Grinding away will destroy your team’s focus and productivity

What is grind culture? A client of mine told me his story (I asked if I could share it and he’s ok with it). He says:

The story goes back about 8 years. I worked around the clock as a business development consultant. My wife was expecting. Things were stressful.

But the colleagues were nice, we were achieving things, the boss made good money and I was building my CV.

We told each other stories about the accountant who broke his back but was able to work from a specially designed hospital bed. Or how one colleague was able to slip away to the office just one hour after his wife had given birth to their child. I also remember myself slipping away from family dinners to make a phone call.

With the baby coming, I made a decision. I liked the work but agreed with my boss to cut back to 45 hrs per week (in Denmark the work week is officially 37 hrs). So, I actually turned off the phone in the evenings and wrote no emails after 7 PM. And almost no emails on Sundays either.

The jokes changed. Now they sounded more like “are you coming back full-time at all?” or “perhaps you’ll want to start working again after the baby is born?” In Denmark, as a father ago, you were usually granted a two week paternaty leave. So when my wife rang to tell me to come, I left my phone in the office and auto-forwarded emails. Off to the hospital.
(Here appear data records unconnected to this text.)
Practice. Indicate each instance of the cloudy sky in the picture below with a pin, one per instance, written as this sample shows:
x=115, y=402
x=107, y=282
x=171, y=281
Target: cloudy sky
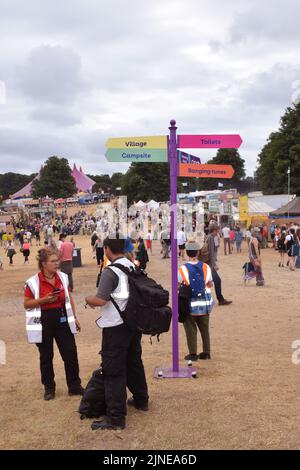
x=76, y=72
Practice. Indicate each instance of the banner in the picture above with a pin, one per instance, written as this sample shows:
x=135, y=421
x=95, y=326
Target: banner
x=243, y=200
x=214, y=203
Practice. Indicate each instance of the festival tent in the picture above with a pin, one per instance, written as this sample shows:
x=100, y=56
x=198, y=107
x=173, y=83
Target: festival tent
x=291, y=209
x=83, y=182
x=26, y=191
x=140, y=204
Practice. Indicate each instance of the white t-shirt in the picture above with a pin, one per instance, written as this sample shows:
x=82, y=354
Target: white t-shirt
x=208, y=275
x=226, y=232
x=181, y=238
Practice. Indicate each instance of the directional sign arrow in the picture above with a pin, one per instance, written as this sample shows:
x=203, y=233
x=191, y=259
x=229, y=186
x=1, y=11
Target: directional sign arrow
x=134, y=143
x=196, y=170
x=209, y=141
x=136, y=155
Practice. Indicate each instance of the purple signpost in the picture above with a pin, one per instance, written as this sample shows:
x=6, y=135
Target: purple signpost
x=184, y=141
x=174, y=371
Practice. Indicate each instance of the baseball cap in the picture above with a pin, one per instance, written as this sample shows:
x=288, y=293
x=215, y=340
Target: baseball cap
x=193, y=246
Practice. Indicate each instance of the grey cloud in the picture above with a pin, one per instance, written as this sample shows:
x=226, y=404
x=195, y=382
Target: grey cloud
x=273, y=20
x=272, y=88
x=52, y=74
x=57, y=116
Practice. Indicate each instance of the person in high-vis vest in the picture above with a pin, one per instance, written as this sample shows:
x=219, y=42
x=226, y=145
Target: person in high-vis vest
x=121, y=349
x=192, y=322
x=50, y=314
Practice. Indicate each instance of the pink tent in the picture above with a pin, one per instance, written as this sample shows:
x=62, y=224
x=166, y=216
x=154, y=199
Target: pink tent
x=26, y=191
x=83, y=182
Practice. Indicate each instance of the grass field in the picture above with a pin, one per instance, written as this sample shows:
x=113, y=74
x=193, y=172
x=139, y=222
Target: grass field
x=246, y=396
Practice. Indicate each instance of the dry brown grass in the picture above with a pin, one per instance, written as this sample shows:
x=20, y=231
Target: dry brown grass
x=245, y=397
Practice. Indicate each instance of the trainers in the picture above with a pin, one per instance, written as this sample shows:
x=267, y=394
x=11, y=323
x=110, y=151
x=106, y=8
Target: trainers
x=49, y=395
x=139, y=406
x=191, y=357
x=225, y=302
x=106, y=424
x=204, y=356
x=76, y=391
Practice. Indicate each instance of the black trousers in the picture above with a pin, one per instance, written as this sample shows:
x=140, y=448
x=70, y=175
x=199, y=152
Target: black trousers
x=55, y=326
x=217, y=284
x=121, y=365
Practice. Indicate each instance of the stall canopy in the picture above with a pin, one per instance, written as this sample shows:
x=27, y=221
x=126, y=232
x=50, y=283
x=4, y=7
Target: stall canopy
x=140, y=204
x=291, y=209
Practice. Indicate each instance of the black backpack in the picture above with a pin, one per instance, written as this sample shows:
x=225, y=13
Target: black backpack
x=147, y=309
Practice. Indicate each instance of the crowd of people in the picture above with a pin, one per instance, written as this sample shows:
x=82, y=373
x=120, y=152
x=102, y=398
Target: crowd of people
x=51, y=311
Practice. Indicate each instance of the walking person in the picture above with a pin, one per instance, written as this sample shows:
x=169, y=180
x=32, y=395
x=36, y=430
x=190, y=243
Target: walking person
x=98, y=247
x=10, y=252
x=149, y=238
x=281, y=248
x=66, y=259
x=290, y=242
x=181, y=239
x=212, y=262
x=142, y=255
x=238, y=240
x=50, y=314
x=121, y=349
x=197, y=275
x=226, y=236
x=26, y=250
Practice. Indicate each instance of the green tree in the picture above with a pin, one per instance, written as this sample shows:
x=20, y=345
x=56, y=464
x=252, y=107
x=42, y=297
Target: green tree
x=103, y=183
x=225, y=157
x=56, y=180
x=10, y=183
x=281, y=151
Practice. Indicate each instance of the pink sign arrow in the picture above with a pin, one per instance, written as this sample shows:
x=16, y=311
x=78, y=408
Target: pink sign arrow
x=233, y=141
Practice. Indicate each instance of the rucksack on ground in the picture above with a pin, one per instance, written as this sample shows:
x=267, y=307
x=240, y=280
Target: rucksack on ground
x=147, y=309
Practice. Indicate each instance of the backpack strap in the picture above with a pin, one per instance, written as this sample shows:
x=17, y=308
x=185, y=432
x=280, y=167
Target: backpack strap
x=124, y=269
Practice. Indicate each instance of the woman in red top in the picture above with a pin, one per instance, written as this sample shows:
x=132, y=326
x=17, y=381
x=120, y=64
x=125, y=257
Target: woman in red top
x=54, y=325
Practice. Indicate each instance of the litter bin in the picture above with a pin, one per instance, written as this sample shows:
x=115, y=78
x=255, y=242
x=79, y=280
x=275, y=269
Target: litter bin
x=77, y=258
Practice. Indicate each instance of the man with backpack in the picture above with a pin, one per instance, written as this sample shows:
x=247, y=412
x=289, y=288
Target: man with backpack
x=212, y=249
x=121, y=346
x=197, y=276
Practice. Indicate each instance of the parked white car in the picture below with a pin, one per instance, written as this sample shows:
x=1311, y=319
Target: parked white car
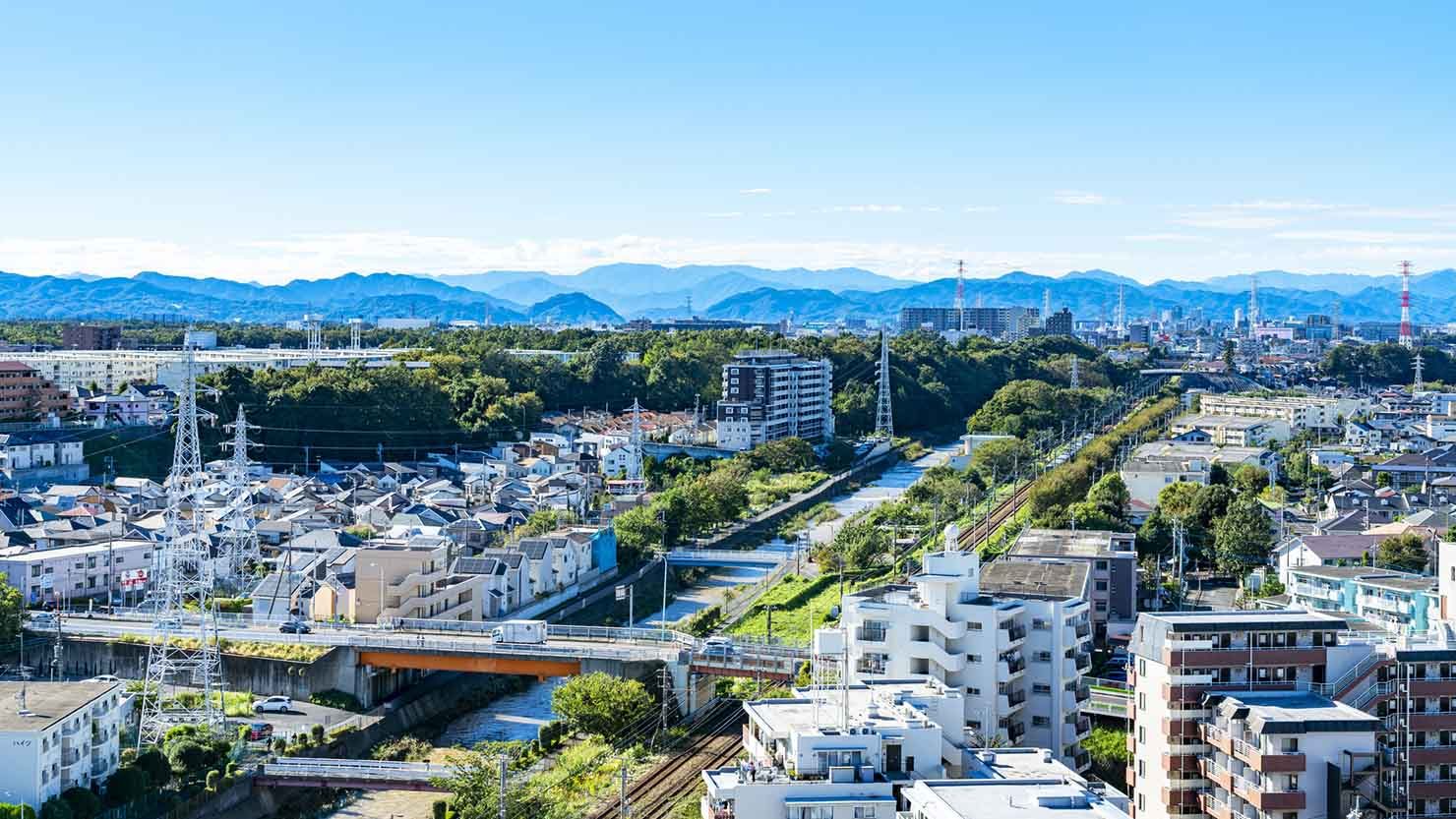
x=276, y=704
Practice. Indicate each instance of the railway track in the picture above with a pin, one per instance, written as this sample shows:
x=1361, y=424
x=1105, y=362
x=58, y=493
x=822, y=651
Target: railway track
x=977, y=534
x=716, y=739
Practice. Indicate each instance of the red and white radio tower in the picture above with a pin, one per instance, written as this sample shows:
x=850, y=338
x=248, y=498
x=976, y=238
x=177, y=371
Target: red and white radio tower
x=960, y=296
x=1407, y=336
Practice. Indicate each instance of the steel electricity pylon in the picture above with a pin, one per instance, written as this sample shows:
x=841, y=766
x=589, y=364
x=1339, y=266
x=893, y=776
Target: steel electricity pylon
x=184, y=651
x=237, y=539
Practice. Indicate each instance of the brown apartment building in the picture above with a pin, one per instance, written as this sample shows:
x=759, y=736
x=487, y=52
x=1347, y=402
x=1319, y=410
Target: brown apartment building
x=25, y=394
x=1289, y=715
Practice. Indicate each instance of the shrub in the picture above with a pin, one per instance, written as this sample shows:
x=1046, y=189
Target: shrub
x=84, y=803
x=187, y=757
x=55, y=807
x=335, y=698
x=156, y=767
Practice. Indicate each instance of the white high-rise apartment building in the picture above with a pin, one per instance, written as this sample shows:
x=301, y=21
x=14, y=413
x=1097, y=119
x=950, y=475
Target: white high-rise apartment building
x=1013, y=639
x=769, y=394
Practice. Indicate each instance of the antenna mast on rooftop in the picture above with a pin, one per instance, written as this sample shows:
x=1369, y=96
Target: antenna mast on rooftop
x=633, y=470
x=181, y=575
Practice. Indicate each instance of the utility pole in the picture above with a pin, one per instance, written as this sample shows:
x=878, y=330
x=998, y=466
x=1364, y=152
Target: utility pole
x=622, y=791
x=501, y=799
x=884, y=416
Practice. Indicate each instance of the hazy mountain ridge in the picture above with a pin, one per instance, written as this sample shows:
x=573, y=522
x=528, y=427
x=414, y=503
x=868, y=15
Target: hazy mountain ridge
x=613, y=293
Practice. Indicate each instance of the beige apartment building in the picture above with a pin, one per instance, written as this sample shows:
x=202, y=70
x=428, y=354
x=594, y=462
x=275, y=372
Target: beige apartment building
x=412, y=579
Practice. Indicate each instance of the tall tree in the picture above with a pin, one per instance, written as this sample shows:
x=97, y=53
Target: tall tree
x=1243, y=537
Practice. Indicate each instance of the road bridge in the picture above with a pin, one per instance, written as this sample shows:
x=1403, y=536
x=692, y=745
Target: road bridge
x=454, y=645
x=728, y=557
x=352, y=774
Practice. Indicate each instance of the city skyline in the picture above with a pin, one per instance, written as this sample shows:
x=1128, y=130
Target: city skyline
x=269, y=146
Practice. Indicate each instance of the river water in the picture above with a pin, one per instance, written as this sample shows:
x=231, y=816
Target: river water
x=518, y=716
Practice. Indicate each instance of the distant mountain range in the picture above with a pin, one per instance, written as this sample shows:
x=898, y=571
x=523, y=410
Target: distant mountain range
x=610, y=294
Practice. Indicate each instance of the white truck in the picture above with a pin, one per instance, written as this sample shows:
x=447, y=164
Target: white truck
x=520, y=631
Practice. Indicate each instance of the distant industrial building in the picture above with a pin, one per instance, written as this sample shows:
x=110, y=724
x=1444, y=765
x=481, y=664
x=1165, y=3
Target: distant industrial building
x=698, y=323
x=770, y=394
x=1061, y=323
x=25, y=394
x=1009, y=323
x=60, y=736
x=91, y=336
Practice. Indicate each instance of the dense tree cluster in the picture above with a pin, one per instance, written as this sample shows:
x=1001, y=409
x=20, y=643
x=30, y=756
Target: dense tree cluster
x=1386, y=364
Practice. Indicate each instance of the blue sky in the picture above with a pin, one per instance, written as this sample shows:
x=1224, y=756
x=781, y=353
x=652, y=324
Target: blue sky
x=273, y=142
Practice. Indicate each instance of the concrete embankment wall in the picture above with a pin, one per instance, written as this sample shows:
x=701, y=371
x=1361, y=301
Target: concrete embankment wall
x=261, y=675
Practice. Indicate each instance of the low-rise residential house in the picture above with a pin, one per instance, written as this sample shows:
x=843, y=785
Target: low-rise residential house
x=60, y=736
x=1111, y=558
x=1397, y=601
x=412, y=578
x=105, y=570
x=831, y=752
x=1310, y=551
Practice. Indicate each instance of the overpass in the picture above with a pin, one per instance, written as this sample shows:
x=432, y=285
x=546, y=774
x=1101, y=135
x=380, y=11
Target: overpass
x=467, y=646
x=728, y=557
x=352, y=774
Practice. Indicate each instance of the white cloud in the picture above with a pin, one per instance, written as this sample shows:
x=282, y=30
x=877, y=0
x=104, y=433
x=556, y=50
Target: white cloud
x=867, y=209
x=1226, y=221
x=1167, y=237
x=1079, y=198
x=1365, y=236
x=1286, y=205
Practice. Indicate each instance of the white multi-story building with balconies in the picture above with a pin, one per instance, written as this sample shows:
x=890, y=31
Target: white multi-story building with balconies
x=58, y=736
x=1015, y=639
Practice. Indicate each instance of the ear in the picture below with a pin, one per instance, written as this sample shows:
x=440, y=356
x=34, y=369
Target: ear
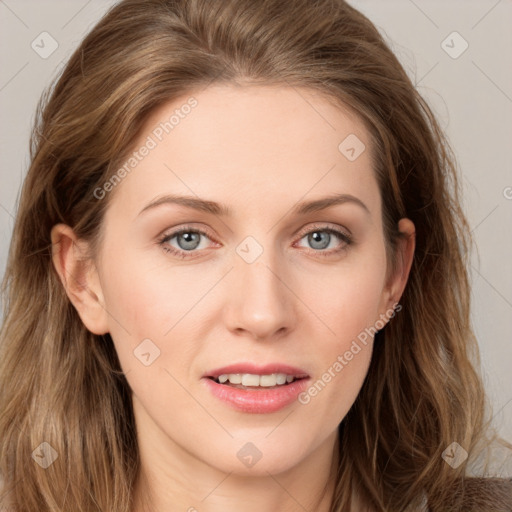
x=79, y=277
x=397, y=280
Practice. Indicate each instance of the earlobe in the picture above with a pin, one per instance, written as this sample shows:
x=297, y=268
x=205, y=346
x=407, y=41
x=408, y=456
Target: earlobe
x=404, y=259
x=79, y=278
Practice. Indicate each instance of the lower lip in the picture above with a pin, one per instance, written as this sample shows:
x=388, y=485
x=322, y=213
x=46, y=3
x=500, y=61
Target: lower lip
x=259, y=400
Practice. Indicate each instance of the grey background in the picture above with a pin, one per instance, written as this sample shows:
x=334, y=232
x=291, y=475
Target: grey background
x=471, y=95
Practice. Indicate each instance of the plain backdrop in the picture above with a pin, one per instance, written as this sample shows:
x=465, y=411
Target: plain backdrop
x=457, y=53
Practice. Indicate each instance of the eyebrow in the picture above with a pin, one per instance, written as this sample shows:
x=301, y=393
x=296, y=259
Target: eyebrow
x=214, y=208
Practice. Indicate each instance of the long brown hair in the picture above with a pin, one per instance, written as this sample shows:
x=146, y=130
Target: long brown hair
x=63, y=385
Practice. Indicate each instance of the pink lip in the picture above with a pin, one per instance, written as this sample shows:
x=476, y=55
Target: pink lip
x=257, y=401
x=260, y=400
x=258, y=370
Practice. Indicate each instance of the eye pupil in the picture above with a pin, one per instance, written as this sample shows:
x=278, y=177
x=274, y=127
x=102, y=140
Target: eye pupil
x=319, y=239
x=191, y=240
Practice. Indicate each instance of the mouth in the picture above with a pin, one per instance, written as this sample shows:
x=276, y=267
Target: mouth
x=256, y=389
x=251, y=381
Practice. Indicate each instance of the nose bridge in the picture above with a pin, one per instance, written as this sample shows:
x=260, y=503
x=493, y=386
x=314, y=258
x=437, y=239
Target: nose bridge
x=260, y=303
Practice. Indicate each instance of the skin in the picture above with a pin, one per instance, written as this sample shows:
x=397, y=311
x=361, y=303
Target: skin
x=257, y=150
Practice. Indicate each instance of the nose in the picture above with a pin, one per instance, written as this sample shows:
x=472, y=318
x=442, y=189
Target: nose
x=260, y=303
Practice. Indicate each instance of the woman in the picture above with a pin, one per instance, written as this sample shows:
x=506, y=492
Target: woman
x=237, y=277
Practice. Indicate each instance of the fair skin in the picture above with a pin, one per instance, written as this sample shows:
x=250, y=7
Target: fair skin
x=258, y=151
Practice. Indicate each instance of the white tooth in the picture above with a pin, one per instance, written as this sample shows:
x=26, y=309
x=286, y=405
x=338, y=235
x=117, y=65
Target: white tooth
x=235, y=378
x=281, y=378
x=248, y=379
x=268, y=380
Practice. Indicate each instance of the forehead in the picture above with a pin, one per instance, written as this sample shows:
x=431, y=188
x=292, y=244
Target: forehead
x=251, y=144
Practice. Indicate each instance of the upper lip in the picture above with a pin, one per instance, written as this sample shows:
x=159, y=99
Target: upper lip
x=255, y=369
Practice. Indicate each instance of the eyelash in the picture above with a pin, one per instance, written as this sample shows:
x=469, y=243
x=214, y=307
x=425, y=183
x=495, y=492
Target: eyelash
x=343, y=236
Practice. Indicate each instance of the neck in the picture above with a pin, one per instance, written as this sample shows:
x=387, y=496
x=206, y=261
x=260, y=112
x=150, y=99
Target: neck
x=174, y=480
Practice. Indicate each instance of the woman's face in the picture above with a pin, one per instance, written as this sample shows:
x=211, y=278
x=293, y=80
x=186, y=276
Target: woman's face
x=268, y=276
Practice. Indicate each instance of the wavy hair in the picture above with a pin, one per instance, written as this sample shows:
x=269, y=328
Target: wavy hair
x=61, y=384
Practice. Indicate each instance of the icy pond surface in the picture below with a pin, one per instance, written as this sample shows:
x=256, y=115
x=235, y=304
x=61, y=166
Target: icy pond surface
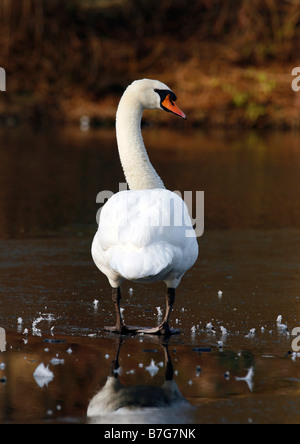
x=233, y=361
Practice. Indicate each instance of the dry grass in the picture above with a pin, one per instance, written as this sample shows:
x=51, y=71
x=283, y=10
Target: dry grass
x=230, y=61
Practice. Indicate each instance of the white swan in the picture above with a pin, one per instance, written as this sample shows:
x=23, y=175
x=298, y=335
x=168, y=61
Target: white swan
x=145, y=233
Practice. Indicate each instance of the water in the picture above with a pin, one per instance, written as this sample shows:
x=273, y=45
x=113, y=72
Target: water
x=249, y=252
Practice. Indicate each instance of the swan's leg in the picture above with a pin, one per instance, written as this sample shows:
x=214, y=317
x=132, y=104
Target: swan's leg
x=120, y=326
x=164, y=328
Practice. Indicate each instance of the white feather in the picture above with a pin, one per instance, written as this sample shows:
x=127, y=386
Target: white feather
x=145, y=234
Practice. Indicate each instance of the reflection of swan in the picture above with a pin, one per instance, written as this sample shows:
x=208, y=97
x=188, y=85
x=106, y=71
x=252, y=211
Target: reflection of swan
x=141, y=403
x=145, y=234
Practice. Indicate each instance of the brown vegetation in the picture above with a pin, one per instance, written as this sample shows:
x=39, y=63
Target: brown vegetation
x=230, y=61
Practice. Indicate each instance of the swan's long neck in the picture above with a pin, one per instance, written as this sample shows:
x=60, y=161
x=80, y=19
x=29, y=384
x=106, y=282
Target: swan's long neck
x=139, y=172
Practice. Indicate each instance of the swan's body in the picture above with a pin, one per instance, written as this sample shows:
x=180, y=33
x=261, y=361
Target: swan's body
x=145, y=234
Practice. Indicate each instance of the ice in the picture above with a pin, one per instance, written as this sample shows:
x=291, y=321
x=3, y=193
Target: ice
x=248, y=378
x=280, y=326
x=43, y=375
x=55, y=361
x=223, y=330
x=251, y=333
x=152, y=368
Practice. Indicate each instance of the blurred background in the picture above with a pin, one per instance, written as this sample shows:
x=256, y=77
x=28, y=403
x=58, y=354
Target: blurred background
x=230, y=61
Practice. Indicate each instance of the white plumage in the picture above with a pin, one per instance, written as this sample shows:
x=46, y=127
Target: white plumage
x=145, y=234
x=142, y=238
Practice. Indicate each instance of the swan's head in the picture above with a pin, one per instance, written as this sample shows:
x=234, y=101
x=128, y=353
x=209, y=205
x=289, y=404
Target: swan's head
x=153, y=94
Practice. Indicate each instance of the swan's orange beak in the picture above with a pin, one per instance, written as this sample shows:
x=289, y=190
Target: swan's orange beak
x=169, y=105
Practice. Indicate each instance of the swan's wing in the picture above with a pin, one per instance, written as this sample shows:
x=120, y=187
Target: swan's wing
x=143, y=234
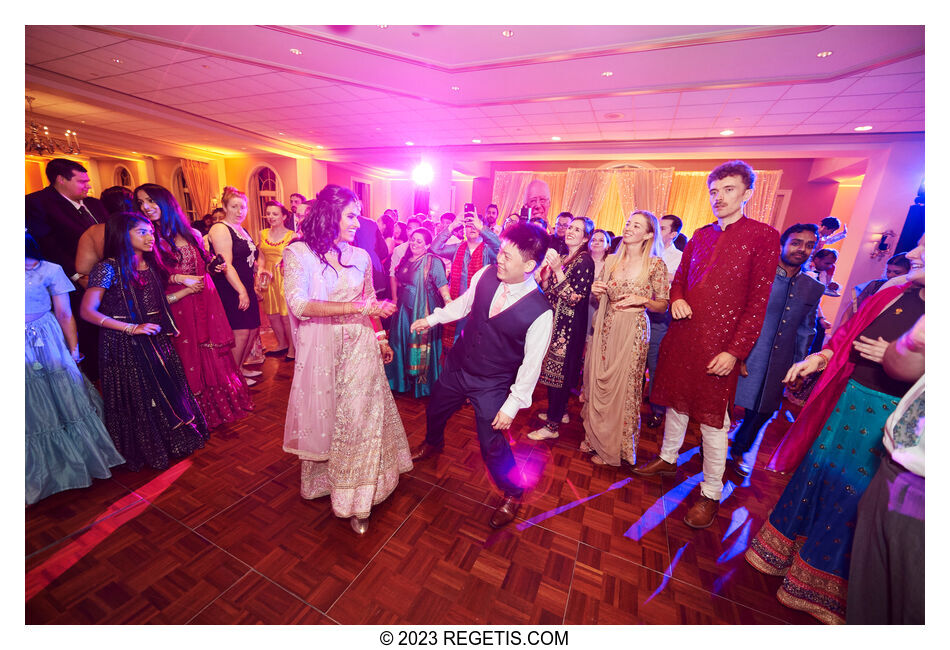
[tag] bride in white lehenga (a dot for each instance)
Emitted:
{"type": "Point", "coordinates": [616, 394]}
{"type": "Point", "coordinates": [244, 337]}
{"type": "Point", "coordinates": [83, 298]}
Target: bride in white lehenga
{"type": "Point", "coordinates": [341, 417]}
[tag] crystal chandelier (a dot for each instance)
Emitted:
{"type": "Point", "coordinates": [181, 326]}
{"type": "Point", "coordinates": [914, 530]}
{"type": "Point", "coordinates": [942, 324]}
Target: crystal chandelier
{"type": "Point", "coordinates": [43, 143]}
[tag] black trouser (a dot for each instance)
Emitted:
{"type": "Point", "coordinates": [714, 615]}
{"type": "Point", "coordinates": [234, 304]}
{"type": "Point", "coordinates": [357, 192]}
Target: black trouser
{"type": "Point", "coordinates": [88, 336]}
{"type": "Point", "coordinates": [748, 431]}
{"type": "Point", "coordinates": [886, 577]}
{"type": "Point", "coordinates": [557, 406]}
{"type": "Point", "coordinates": [448, 396]}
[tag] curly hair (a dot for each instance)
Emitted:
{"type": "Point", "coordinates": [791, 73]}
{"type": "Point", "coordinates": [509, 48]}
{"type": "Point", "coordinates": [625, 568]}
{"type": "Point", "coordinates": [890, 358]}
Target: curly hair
{"type": "Point", "coordinates": [733, 168]}
{"type": "Point", "coordinates": [320, 227]}
{"type": "Point", "coordinates": [171, 224]}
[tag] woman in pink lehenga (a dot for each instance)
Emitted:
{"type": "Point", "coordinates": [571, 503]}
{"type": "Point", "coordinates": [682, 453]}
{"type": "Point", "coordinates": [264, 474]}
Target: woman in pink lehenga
{"type": "Point", "coordinates": [205, 340]}
{"type": "Point", "coordinates": [341, 417]}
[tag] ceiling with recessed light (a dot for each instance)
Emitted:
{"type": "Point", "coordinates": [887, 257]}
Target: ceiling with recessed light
{"type": "Point", "coordinates": [316, 90]}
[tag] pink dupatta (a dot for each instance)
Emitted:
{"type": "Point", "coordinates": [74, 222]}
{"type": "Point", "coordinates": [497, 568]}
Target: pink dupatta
{"type": "Point", "coordinates": [796, 443]}
{"type": "Point", "coordinates": [311, 409]}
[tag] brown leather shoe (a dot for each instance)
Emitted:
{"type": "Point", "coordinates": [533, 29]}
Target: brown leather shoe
{"type": "Point", "coordinates": [702, 513]}
{"type": "Point", "coordinates": [506, 512]}
{"type": "Point", "coordinates": [655, 467]}
{"type": "Point", "coordinates": [424, 451]}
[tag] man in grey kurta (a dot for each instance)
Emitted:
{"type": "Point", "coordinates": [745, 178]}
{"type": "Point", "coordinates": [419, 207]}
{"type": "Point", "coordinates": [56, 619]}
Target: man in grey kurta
{"type": "Point", "coordinates": [786, 333]}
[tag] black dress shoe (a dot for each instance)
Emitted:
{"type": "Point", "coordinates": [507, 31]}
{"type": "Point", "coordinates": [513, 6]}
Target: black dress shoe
{"type": "Point", "coordinates": [424, 451]}
{"type": "Point", "coordinates": [506, 512]}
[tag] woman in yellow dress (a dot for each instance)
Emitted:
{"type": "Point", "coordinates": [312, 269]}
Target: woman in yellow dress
{"type": "Point", "coordinates": [271, 278]}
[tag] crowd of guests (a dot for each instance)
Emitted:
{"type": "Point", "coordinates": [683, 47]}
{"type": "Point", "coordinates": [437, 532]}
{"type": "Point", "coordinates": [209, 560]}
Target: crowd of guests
{"type": "Point", "coordinates": [473, 308]}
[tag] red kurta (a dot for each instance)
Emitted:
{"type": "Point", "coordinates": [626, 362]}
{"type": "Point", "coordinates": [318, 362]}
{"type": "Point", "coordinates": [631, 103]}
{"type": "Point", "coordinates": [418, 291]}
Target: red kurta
{"type": "Point", "coordinates": [726, 278]}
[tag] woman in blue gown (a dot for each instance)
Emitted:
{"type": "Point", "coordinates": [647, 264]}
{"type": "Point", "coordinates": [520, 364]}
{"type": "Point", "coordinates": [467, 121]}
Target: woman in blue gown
{"type": "Point", "coordinates": [422, 286]}
{"type": "Point", "coordinates": [67, 445]}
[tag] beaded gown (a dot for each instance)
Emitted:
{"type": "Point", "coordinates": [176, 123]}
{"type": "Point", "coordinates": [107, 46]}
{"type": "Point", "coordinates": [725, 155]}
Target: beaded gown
{"type": "Point", "coordinates": [418, 297]}
{"type": "Point", "coordinates": [204, 345]}
{"type": "Point", "coordinates": [616, 359]}
{"type": "Point", "coordinates": [341, 417]}
{"type": "Point", "coordinates": [67, 445]}
{"type": "Point", "coordinates": [151, 414]}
Three days later, my private phone rang. It was my boss saying something like:”I know you’re on leave and all that but could you please answer your emails” And so I did and it was fine, except for the loss of sleep, heart beating too fast and a frustrated wife. These two weeks were supposed to be the happiest of my life but instead I was letting everybody down. Especially myself.

My wife sent me to the doctor who told me to have a three week sick leave due to stress. I also went for an interview to get a new job. 37 hour work week with a set rule of no late night emails and definitely no phone calls to colleagues after 5 pm.

Working with clients in the evening meant taking hours off at a later time but no later than two weeks. All-in-all a “No Grind”-culture. I am still with this company and have been for five years.

This lengthy example may sound extreme in both directions. But it highlights a worrying trend: Grind Culture.

Working long hours and being proud. Praising colleagues and friends for working well into the night. Skipping family, friends and personal wellbeing along the way. A martyr for the company.

Along the way you may be promoted to another position where you praise more junior co-workers, explicitely or implicitely, for enacting the grind culture. While, of course, you yourself turn up the grind an extra notch.

Let me tell you now that my opinion is this: Grind Culture is sick. It makes most people miserable, unproductive and hampers innovation.

Why does Grind Culture make people miserable? Well, this is should be obvious. Not having time to spend with your kids, friends or family let alone your personal hobbies and interests is toxic.

Grinding away prevents you from spending time on other things, yes but being submerged in work also takes away your ability to adopt new perspectives and reflect on life. Your life. If you’re deep into the grind you tend to be the culture. You’re a martyr, someone who’s a doer and not a whiner. If others can’t see that, it’s their problem. In the long term this will come back to haunt you. You risk destroying important relations and/or not making new ones. You may end up miserable.

The thing is, where’s your reward? Martyrs think they go to Heaven. Where do the martyrs of the corporate world go after they’re burned out?

Grind Culture is unproductive

Putting in too many hours actually decreases overall performance. Yes, overall performance. Once you hit more than 40 hrs per week your entire work performance suffers. You actually get less done in a week! You’re probably too tired or stressed out to do your job properly. Don’t believe me? Think about your own busiest weeks? or read this easy read based on Stanford research. Or a case study about call-center workers.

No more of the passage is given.